Residential child care is a form of child care provision where vulnerable children live with a group of other children looked after by paid staff who work on a shift basis and live elsewhere. The staff work in the lifespace of the children and young people, using this as the setting for the work they attempt to engage in. When talking about how residential child care is a unique environment, Mark Smith quoted Frank Ainsworth when he stated that:
Practitioners take as the theatre for their work the actual living situations as shared with and experienced by the child.
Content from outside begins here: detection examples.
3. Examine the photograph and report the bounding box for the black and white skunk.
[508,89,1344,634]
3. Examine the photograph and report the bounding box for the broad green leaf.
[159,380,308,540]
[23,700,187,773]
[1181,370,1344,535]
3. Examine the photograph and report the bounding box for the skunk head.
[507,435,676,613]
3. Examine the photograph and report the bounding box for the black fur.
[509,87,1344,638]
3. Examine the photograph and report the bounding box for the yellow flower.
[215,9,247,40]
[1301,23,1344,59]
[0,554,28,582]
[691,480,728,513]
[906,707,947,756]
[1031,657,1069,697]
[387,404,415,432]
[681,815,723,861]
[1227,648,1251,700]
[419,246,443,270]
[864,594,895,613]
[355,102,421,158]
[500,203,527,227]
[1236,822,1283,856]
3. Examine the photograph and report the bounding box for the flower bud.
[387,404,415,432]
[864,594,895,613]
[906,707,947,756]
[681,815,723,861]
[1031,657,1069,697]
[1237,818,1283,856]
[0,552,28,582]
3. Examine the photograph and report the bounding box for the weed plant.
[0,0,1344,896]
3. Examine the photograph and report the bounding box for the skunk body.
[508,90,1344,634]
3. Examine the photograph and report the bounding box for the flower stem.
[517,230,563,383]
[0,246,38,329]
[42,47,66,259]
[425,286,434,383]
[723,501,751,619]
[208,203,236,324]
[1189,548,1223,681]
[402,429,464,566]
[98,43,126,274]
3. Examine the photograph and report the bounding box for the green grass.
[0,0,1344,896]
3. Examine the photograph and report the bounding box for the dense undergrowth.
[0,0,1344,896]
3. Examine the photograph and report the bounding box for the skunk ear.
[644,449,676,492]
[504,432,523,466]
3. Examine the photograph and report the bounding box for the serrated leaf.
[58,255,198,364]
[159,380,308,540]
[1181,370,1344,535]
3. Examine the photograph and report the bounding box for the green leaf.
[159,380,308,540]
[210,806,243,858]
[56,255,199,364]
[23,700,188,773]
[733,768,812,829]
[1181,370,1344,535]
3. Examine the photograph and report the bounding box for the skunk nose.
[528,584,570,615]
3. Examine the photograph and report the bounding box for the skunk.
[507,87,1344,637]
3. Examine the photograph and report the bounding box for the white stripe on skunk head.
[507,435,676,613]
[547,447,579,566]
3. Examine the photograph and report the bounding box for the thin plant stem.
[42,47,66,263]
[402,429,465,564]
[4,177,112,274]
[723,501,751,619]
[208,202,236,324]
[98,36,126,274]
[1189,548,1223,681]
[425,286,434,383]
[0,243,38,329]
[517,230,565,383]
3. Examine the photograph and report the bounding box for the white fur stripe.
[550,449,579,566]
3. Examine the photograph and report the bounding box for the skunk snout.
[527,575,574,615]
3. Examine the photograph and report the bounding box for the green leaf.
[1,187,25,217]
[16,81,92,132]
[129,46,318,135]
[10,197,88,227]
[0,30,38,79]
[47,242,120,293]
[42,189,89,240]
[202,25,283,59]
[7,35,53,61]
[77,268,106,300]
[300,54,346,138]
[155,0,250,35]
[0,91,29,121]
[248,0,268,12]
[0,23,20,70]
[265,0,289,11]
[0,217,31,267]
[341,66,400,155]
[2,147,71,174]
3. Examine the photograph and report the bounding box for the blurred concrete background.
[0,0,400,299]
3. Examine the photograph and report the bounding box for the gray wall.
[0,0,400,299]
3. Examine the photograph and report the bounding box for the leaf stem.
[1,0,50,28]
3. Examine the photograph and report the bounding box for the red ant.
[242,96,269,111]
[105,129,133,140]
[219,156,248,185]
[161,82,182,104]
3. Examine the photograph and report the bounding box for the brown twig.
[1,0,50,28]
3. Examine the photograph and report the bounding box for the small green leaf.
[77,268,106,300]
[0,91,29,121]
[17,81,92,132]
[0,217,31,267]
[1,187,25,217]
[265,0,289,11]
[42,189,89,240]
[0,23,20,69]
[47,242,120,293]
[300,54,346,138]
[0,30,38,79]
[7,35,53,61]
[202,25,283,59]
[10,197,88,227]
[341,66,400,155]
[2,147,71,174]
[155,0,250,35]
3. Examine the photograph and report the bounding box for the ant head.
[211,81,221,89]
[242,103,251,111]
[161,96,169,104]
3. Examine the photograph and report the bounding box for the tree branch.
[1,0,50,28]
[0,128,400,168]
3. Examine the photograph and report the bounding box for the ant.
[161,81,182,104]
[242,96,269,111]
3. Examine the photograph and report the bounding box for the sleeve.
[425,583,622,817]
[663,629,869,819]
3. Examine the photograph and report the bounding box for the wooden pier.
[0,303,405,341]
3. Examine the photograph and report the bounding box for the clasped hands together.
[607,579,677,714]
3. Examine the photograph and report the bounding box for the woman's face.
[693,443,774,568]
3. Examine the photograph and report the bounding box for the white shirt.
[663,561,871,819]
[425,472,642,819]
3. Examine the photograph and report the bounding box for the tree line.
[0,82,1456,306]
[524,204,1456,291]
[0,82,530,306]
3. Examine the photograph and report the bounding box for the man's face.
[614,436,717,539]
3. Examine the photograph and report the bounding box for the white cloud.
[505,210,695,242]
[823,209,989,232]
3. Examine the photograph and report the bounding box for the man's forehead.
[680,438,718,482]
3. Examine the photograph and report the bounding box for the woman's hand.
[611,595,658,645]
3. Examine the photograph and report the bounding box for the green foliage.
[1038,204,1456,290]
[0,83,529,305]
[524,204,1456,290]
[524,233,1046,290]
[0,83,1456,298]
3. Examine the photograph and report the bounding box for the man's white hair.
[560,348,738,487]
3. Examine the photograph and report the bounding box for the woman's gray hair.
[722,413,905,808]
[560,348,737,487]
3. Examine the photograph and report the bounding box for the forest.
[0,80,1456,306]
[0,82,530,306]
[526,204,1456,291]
Ian Milligan, who delivered a talk in week four, picked up on this theme and in the following extract from Functions of Residential Child Care in the A to Z of Residential Childcare he begins to explain how the lifespace and daily life events can be used in a purposeful and potentially therapeutic manner with vulnerable children and young people living in a residential care setting:
Good residential work recognises that the ‘rhythms and routines’ of a home can in themselves provide a secure base for the children who live there, just as regular routines do in a nuclear or re-constituted family. It is in this context that many researchers have recognised the importance of the purposeful use of daily activities. Routines for getting up in the morning or settling at night, meal-time patterns, washing dishes, shopping, watching TV or kicking a ball about provide the context within which purposeful work can be done. All these ordinary activities of daily living offer the sensitive and attuned residential worker the possibility of building a relationship through two-way communication with children. The provision of nurturing and boundary-setting care allows the children and young people to have an experience similar to ordinary family life.
Children’s on-going daily experience of being cared for and cared about can also provide them with a foundation on which they can begin to talk about their deeper concerns or worries with a residential worker they have come to like and trust. It is this possibility that can make residential care ‘therapeutic’ and is sometimes called ‘counselling on the hoof’. Although it does not require professional training in counselling, it does require understanding of the basics of being a good, active listener, and the ability to reflect, non-judgementally, on what is happening. Many experienced residential workers will recall occasions when they have been side-by-side with a young person, typically when washing dishes, or perhaps when driving in a car, when the young person has surprised them by choosing to speak about a sensitive subject. There is no doubt that this has happened because the young person has been able to chose the time and place and when they do not have to have face-to-face eye contact.